During this morning’s trading session on the Borza, the share price of Malta International Airport plc advanced by 1.2% to a new 2-month high of €1.72 on a single trade of 5,000 shares. Today’s upturn follows last week’s announcement by the airport operator which revealed that during 2011, passenger movements grew by 6.5% to 3.5 million. Moreover, Ryanair this week announced that it will be introducing seven new routes as from May 2012 in addition to the existing 21 routes already serviced by the airlines. The deputy CEO of Ryanair, Michael Cawley, further explained that with these 28 routes the airline expects to carry 1 million passengers per year to and from Malta as from 2013.
Bank of Valletta plc also closed the day in positive territory as its share price edged 0.4% higher to €2.29 across six trades totalling 9,522 shares. Today marks the settlement date for the 1-for-8 bonus share issue. The additional 30 million shares were listed this afternoon.
Meanwhile Lombard Bank Malta plc traded unchanged at the €2.60 level across 1,100 shares. Similarly, GO plc ended this morning’s session unchanged on increased volumes of just over 15,000 shares.
MaltaPost plc initially dropped to an intra-day low of €0.97 before recovering to close the day at €0.99, 1% lower than the previous close. A total of 10,591 shares changed hands today. The postal operator is scheduled to hold its Annual General Meeting next Tuesday 17 January.

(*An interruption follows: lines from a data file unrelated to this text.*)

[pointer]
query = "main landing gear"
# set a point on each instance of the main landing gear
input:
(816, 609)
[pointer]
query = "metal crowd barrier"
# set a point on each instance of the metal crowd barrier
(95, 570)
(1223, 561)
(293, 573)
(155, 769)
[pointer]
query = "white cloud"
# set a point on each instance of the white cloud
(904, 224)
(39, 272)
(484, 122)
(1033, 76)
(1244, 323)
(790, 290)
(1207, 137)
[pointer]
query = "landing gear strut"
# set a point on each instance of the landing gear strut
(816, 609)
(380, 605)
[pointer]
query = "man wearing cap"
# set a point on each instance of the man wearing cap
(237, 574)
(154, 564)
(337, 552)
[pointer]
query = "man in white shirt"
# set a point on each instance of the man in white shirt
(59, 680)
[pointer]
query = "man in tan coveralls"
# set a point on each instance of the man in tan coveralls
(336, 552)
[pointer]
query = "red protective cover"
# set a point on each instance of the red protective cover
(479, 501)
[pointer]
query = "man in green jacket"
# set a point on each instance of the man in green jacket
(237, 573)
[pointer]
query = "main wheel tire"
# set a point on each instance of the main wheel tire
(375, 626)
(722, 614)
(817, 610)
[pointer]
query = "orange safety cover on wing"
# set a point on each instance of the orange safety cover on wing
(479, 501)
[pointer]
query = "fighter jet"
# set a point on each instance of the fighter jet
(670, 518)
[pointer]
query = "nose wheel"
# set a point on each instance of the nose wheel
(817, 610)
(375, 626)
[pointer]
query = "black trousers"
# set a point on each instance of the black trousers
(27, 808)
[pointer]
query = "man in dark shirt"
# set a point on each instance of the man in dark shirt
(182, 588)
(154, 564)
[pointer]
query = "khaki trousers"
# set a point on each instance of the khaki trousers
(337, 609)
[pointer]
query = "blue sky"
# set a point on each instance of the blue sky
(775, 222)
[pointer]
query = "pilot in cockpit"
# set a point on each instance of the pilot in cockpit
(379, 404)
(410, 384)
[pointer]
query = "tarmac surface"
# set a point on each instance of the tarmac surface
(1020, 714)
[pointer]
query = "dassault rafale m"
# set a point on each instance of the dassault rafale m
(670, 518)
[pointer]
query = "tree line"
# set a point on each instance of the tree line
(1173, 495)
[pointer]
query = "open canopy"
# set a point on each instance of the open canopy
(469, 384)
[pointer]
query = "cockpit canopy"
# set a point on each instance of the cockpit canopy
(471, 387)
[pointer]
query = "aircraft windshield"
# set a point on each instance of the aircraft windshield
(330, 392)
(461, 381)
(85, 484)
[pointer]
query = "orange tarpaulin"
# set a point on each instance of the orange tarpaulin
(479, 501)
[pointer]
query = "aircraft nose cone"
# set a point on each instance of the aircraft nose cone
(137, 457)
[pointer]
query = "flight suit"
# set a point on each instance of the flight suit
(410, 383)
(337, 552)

On the bond market, the Rizzo Farrugia MGS Index climbed 0.2% higher to a new 2011 high of 988.497 points as Eurozone yields this morning slipped closer to the 1.80% level in anticipation of the European Central Bank’s (ECB) monthly monetary policy meeting and the debt auctions by Italy and Spain. Benchmark yields recovered by the afternoon as both Italy and Spain had to pay less in their respective bond auctions. Furthermore, after two consecutive interest rate cuts in November and December, the ECB this afternoon announced that it will maintain rates at the historically low 1% following some encouraging economic data from Germany and France. Nonetheless, various analysts indicated that the ECB might need to intervene again in the coming months.